2011-01-06 20:48:56 | 将棋
 久保利明棋王への挑戦者が決定する第36期棋王戦挑戦者決定戦変則ニ番勝負第二局。
 変則なのでまた振駒。ここも広瀬章人王位の先手で中飛車に。渡辺明竜王は居飛車穴熊に潜りました。攻め合いで中盤が開始されましたが,先手は息切れして受けに回ることに。難しかったと思いますが,穴熊で攻めたのですから,後手ペースではあったろうと思います。
                         
 ここで☖6五銀と打ちました。部分的には変なところに銀を手放すわけで,決め手級の手でなければおかしいと感じました。しかし実戦は☗5五馬☖5七龍☗9一馬☖4五歩☗4七金☖5四龍と進み,☗4三歩と攻めの手番が先手に回ることに。
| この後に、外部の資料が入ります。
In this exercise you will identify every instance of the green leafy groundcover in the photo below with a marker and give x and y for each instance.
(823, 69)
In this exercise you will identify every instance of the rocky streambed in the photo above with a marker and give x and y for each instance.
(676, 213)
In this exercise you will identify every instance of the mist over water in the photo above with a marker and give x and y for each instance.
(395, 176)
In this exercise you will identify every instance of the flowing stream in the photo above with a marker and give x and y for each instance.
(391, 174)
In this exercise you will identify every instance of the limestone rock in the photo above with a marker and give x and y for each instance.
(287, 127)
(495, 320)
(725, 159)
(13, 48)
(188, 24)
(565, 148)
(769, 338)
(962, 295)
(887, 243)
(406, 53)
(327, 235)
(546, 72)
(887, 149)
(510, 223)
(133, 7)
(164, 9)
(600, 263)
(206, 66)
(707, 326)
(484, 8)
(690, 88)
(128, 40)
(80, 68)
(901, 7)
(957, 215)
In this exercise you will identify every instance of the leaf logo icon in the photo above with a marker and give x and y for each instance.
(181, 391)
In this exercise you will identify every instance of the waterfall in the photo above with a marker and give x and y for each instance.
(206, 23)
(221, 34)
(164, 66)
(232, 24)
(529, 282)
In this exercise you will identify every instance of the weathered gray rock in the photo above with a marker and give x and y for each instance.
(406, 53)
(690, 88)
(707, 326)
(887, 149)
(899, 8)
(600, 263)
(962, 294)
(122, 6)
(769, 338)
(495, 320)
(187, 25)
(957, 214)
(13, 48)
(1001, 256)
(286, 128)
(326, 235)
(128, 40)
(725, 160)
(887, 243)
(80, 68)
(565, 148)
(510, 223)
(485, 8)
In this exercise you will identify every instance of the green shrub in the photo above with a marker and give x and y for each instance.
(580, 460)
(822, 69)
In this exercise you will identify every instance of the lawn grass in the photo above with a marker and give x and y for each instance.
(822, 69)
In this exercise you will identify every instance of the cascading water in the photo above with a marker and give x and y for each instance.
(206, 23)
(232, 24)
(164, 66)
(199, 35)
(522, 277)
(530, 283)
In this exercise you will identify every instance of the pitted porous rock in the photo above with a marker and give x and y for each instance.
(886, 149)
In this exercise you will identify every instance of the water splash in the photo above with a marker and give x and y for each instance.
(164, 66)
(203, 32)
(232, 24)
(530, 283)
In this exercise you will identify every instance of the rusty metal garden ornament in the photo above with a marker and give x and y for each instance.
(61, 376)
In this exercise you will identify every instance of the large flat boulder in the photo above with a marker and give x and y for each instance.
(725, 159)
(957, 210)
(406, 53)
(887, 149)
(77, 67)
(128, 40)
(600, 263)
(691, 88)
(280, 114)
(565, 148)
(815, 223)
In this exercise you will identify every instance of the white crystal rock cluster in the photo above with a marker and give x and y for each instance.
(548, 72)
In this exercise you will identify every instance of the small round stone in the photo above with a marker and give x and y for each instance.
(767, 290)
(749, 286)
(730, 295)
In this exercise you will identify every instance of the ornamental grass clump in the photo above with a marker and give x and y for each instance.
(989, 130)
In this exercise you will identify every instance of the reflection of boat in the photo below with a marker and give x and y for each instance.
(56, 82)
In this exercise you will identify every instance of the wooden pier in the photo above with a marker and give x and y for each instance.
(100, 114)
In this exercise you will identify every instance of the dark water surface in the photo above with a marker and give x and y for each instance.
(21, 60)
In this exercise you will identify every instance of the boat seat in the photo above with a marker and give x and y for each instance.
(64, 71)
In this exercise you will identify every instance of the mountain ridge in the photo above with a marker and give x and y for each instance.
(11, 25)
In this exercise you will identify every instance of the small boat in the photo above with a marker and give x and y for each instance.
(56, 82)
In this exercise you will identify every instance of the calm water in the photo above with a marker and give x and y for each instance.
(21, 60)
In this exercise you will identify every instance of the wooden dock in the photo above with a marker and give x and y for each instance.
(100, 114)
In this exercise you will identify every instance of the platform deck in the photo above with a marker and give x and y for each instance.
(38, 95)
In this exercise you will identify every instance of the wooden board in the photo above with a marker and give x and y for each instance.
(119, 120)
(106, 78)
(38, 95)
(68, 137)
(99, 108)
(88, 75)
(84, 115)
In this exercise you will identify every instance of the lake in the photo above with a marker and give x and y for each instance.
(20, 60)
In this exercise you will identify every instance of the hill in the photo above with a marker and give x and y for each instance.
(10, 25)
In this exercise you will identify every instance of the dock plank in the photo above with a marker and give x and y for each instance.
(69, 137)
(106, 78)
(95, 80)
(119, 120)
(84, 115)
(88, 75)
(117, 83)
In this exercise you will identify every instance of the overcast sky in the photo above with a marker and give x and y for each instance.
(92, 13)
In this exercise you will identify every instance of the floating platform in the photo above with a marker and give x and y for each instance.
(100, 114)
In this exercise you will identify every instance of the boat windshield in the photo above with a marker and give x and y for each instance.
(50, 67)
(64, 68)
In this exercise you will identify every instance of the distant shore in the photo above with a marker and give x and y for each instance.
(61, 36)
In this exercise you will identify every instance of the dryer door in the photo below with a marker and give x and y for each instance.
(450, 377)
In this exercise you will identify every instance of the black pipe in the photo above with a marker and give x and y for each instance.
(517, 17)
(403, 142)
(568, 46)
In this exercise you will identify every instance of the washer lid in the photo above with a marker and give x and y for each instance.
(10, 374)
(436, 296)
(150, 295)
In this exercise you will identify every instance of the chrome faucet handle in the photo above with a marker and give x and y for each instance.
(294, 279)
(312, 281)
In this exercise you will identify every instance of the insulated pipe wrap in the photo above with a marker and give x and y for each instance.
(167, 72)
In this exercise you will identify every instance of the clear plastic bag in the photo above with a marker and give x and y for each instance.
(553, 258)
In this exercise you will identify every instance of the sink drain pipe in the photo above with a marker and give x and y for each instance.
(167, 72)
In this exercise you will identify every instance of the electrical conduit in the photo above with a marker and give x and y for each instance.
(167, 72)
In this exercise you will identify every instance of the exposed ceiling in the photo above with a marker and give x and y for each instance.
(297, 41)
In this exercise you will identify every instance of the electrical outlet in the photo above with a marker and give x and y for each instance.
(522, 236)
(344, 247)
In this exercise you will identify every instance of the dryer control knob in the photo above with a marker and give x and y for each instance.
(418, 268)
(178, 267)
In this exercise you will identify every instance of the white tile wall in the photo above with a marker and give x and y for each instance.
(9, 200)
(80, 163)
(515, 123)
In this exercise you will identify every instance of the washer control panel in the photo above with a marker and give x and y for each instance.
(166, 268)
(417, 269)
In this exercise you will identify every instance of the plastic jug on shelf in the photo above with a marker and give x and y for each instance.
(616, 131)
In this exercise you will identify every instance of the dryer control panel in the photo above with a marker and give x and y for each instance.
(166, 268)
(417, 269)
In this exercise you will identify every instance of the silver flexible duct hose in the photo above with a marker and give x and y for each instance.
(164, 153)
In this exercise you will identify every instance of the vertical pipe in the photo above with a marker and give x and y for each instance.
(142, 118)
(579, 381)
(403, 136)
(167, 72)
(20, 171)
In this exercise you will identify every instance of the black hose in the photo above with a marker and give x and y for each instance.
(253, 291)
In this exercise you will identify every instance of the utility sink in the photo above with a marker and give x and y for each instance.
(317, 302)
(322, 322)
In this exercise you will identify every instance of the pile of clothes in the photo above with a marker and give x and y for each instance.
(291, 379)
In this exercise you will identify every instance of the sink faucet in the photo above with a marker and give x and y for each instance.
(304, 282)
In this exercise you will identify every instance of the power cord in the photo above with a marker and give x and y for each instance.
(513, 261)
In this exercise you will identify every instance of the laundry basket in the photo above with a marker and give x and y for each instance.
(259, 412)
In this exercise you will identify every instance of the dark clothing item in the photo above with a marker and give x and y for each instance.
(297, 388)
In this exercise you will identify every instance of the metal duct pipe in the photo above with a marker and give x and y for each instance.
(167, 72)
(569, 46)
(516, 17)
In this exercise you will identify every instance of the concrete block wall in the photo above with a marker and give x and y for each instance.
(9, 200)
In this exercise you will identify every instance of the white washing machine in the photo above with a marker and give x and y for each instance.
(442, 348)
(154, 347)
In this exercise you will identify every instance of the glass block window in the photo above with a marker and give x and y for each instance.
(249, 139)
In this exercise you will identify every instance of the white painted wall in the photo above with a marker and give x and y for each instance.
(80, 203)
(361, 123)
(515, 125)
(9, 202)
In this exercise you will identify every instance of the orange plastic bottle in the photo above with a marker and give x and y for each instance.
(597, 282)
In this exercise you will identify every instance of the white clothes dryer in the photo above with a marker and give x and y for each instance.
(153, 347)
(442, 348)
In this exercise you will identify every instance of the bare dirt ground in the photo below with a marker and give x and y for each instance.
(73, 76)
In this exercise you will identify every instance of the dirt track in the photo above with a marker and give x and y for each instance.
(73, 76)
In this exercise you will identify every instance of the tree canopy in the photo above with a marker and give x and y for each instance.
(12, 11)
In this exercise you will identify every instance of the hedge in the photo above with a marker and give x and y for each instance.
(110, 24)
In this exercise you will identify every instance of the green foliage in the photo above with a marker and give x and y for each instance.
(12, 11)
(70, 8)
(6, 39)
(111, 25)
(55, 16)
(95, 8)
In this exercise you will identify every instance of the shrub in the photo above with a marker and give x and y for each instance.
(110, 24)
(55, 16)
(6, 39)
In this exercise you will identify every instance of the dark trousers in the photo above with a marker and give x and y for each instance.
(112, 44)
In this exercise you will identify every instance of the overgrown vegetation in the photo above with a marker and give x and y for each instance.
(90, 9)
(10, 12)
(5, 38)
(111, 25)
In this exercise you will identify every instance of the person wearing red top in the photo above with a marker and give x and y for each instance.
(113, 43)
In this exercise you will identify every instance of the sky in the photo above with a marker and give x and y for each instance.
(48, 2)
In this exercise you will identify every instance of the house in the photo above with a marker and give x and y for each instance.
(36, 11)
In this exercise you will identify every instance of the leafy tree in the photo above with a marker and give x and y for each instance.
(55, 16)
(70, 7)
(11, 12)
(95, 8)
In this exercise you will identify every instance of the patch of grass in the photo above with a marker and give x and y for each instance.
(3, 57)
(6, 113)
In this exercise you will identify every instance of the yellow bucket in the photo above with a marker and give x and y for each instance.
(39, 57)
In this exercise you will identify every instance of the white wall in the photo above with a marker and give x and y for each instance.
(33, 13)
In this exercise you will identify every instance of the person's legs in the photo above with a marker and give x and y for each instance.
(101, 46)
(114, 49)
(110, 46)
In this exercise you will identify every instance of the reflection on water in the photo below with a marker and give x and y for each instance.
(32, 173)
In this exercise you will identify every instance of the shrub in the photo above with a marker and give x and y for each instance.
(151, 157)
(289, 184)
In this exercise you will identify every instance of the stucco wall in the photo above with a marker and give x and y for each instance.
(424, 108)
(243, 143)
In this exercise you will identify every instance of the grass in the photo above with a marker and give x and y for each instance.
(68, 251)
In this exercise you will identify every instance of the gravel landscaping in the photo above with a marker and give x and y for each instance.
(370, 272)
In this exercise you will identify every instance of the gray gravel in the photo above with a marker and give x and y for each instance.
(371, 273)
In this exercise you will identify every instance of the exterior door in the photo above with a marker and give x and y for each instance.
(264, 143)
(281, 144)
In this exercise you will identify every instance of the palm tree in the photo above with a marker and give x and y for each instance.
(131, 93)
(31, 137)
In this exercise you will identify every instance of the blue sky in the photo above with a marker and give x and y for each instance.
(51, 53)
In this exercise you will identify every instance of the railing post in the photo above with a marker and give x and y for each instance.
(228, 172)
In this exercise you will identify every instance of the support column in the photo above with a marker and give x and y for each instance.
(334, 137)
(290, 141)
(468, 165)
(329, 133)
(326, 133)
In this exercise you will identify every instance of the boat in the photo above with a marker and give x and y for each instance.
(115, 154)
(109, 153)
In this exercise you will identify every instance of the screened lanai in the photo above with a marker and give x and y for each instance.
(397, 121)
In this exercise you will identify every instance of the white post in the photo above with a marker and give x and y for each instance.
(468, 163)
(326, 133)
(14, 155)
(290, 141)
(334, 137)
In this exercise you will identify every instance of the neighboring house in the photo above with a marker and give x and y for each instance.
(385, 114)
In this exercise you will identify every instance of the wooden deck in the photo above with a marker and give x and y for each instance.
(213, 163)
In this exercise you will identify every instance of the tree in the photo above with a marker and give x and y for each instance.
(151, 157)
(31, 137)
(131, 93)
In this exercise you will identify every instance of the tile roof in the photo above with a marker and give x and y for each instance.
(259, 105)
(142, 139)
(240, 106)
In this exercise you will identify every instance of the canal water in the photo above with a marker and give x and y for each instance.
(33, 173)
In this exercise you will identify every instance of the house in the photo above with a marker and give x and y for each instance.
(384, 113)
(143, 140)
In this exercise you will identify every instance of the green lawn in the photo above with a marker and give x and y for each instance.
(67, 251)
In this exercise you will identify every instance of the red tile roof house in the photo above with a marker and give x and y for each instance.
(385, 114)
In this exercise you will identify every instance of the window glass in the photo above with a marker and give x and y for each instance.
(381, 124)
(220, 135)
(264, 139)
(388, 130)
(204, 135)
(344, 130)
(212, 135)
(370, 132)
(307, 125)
以下☖同銀☗4二歩で第2図。
                         
 後手変調と思って観戦していましたが,ここで☖7一歩と打ったのが好手だったよう。対して受けずに☗同龍☖4四馬☗4一龍☖同銀☗4一歩成と攻め込んだのは,善悪は別に広瀬王位らしいと思いました。第3図に。
                         
 今度はここで後手が☖3六馬と踏み込み寄せ合いに。この寄せ合いは王手か詰めろの連続で先手玉を受けなしにできれば後手の勝ち,できなければ先手の勝ちという分かりやすい形に進展。後手が正しく寄せたか,また先手が正しく受けたかは不明ですが,結果的には受けなしとなり,後手が勝ちました。結果論ですが,第3図での踏み込みが勝因になったといっていいのではないかと思います。
 先輩の貫録を見せる形で渡辺竜王が挑戦者に。五番勝負は来月6日に開幕します。
                       

 僕は散歩をするとき,人混みはなるべく避けるようにしています。というのは,人混みでは自分のペースで歩くということができないからです。逆にいうとこれは,僕は好んで自分のペースで歩くということを意味しています。そうでないと歩くことによって僕はカタルシスを得ることができないのです。
 しかし,妹と一緒ですと,当然ながら僕は自分のペースで歩くというわけにはいきません。前にもいいましたが,僕は平均的には1㎞を10分程度で歩きますが,このペースだと妹はついてくることができないからです。したがって,妹と一緒の場合は妹のペースに合わせて歩くことになり,これが僕にとってはひとつの苦痛,肉体的な意味ではなく,精神的な意味での苦痛になり得るのです。
 それでも,単にスピードが遅いというだけであれば,それほど大きな問題とはならないのかもしれません。ただ,これはダウン症の人間一般の特徴としていえるのか,あるいは妹の個性になるのか分かりませんが,とにかくマイペースなのです。たとえば僕たちは,バスの時間が迫っていれば急ごうとしますし,あるいは信号が赤に変わりそうだとなればやはり急いだりするのが普通です。しかし妹はそうしたことにも我関せずで,一定のペースを崩すということをしません。これはもちろん歩く場合に限ってということではなく,普段の生活全般からして同様。少し寝坊したから急いで食事を摂るなどということは絶対にしませんし,身支度や歯磨きとかいったことに関しても同様です。よってそのような場合には急ぐことに慣れているこちらとしては,このマイペースぶりに焦りというかイライラを感じてしまうということがあるのです。どちらかといえば,妹を作業所まで送っていくときに僕が感じた精神的な負担の理由としては,時間の無駄よりもこちらの方が大きかったかもしれません。
 しかし,こうした日々を繰り返しているうちに,このようなことに精神的な負担を感じてしまうのは,むしろ僕の精神の方が病んでいるからなのかもしれないというようにも感じるようになってきました。急ごう急ごうとすることは,ある意味では合理的なことであるといえるでしょうが,必ずそうしなければならないというものではないからです。第四部定理四から明らかなように,人間は受動から逃れられませんから,このことが僕の精神的な負担となったのは事実ではありますが,逆に妹からひとつ教えられたという一面もあると僕は感じているのです。